HenryChanDegree & Year Graduated

B.S., Computer Science 2004

How did you become interested in your field?

Loved it after taking my 1st programming class, and honestly I was sold after sitting in super nice cars driven by my friend’s Bay Area engineer friend (before the dot com burst).

What do you do for a living now? What do you enjoy most about your current career position?

Desktop Virtualization Engineer in the RTP, NC office of Credit Suisse. I work in the field of Cloud Computing (Virtualization Engineering with Citrix Design & Architecture) for a global enterprise. I enjoy the problem solving, scripting, coding, and designing a solution from scratch from time to time.
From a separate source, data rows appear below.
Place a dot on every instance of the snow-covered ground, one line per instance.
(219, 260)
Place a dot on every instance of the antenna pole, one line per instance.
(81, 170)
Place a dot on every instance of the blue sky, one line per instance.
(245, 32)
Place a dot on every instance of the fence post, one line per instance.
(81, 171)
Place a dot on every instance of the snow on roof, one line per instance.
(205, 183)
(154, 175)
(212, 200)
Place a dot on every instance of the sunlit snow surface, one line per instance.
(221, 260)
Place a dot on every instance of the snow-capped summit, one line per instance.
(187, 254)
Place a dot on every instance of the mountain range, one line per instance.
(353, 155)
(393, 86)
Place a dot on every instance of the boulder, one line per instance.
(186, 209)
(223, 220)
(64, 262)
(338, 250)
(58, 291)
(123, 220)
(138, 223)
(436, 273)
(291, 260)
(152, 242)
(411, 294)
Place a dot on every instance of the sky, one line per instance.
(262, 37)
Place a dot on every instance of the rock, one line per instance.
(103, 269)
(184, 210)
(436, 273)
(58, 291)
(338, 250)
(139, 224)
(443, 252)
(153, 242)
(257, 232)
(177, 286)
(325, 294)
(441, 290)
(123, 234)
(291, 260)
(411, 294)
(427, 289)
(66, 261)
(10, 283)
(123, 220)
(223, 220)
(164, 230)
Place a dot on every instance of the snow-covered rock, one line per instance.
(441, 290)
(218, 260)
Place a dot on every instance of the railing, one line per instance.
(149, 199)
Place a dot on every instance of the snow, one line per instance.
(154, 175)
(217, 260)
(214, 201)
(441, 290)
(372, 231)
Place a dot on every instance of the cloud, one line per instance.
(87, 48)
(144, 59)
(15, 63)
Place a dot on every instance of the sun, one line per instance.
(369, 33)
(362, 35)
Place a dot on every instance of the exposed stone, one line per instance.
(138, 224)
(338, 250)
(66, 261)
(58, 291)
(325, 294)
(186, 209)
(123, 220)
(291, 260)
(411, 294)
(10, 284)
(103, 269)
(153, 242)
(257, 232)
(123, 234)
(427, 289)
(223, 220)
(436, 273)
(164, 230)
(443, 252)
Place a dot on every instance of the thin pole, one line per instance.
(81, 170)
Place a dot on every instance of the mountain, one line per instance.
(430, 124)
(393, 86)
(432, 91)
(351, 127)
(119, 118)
And I liked the relaxed work schedule.

What have been the biggest challenges in your career?

When I can’t figure something out for a long time, feeling stuck and nobody else around you know or overseas colleagues not willing to help (to protect their own job security).
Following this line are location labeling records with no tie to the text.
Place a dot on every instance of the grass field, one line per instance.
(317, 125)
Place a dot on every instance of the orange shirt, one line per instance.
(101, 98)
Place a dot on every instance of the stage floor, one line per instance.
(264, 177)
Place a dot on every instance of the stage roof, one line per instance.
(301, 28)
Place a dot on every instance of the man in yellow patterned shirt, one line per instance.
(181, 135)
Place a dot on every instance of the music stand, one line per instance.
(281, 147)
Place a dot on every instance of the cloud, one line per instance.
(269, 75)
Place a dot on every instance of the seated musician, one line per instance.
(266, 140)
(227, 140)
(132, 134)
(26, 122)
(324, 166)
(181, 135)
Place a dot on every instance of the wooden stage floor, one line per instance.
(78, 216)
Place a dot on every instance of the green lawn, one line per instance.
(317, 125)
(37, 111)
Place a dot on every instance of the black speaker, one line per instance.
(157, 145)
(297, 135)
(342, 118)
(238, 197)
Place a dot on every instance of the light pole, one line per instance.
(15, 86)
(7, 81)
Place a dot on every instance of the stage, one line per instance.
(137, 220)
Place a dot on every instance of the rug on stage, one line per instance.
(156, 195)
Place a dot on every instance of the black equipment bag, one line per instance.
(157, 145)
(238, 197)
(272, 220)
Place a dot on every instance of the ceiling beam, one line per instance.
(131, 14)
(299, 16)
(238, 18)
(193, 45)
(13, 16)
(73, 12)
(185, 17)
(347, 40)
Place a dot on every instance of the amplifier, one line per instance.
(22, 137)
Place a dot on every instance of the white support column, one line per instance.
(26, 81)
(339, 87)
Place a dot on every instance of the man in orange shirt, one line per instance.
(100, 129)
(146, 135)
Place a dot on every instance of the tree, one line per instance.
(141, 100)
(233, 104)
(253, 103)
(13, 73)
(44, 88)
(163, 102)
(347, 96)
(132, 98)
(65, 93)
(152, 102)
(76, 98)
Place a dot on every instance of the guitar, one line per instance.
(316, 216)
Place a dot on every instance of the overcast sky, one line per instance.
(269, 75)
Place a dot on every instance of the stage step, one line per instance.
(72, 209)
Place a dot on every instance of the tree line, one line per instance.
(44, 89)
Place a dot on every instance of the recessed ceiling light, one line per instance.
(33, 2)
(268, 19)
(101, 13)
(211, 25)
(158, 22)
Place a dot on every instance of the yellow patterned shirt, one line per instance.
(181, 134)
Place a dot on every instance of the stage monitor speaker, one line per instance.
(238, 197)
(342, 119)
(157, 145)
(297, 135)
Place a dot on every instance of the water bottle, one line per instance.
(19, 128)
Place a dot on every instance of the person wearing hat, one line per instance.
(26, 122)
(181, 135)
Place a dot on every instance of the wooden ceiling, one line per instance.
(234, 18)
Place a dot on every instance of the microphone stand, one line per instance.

What is the best professional lesson you learned from the Computer Science Department?

Operating Systems and A.I. courses

What was the best class you took? Did you have a favorite Professor?

Operating Systems with Dr. Roch. Knowing OS and how a job is processed is such a key to understanding anything else in IT.
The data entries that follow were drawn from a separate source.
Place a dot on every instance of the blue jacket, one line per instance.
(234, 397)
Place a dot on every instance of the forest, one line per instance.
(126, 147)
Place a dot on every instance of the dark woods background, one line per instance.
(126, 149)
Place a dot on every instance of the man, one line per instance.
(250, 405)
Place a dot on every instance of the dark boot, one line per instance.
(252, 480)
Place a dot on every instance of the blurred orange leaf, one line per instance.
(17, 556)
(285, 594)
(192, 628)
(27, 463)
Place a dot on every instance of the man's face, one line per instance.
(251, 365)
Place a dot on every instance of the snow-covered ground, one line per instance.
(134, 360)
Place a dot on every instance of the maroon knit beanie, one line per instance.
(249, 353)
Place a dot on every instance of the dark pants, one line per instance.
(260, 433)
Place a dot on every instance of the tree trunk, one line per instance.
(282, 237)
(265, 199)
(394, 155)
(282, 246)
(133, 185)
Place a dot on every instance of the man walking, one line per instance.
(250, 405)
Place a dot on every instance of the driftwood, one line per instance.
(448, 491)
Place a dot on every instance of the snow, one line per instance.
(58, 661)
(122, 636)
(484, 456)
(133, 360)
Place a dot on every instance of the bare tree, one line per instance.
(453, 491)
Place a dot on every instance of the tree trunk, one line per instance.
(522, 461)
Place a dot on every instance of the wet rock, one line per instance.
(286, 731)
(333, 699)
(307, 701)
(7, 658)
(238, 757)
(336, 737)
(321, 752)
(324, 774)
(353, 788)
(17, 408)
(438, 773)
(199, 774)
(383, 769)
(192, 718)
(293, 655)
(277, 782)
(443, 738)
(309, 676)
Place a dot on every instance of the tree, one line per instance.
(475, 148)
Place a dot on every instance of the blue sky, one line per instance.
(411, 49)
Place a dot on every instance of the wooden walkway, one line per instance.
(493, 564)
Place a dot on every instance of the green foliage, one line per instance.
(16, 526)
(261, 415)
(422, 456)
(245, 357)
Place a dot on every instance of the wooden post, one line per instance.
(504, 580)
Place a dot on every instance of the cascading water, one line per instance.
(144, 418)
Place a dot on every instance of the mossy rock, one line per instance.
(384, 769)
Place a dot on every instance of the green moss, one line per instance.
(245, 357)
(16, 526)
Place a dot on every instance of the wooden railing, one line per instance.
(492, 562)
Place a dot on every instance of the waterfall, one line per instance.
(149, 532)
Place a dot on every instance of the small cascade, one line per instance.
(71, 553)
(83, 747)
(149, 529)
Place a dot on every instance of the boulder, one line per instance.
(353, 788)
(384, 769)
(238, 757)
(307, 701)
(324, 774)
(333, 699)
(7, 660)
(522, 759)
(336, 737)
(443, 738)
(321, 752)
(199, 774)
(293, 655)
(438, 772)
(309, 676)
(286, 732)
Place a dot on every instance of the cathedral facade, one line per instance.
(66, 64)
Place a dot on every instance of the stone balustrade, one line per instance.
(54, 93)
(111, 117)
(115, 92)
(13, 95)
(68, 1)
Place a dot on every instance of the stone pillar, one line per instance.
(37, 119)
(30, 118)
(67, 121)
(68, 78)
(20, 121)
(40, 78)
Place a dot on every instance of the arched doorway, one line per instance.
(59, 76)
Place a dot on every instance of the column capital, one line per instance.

Dr. Roch and Dr. Lewis who teaches A.I.

What is your favorite memory from the time spent in the department?

When I worked for multiple professors, from being a grader and lab intern, to being a tutor for statistics and programming. Those were great experience and helped me to land a job easily.

What advice do you have for our current students?

2 parts answer:
Part 1)
Learn Networking, you will need to know it well and/or it will help you no matter what type of work you do.

Part 2)
Work. Work. Start working as early as you can. Even if there is no good choice at first, accept whatever type of reasonable work, even if you have to start working as a waiter / coffee shop / hot dog stand / bookstore / referee at first, which I did all… but you will sooner or later replace those jobs with more scientific and professional ones closer to your major eventually (admin office / grader / webmaster / lab intern / lab assistance / tutor). This is to tell a story that if you start working early in your 4-year degree, the sooner you can work your way up like me.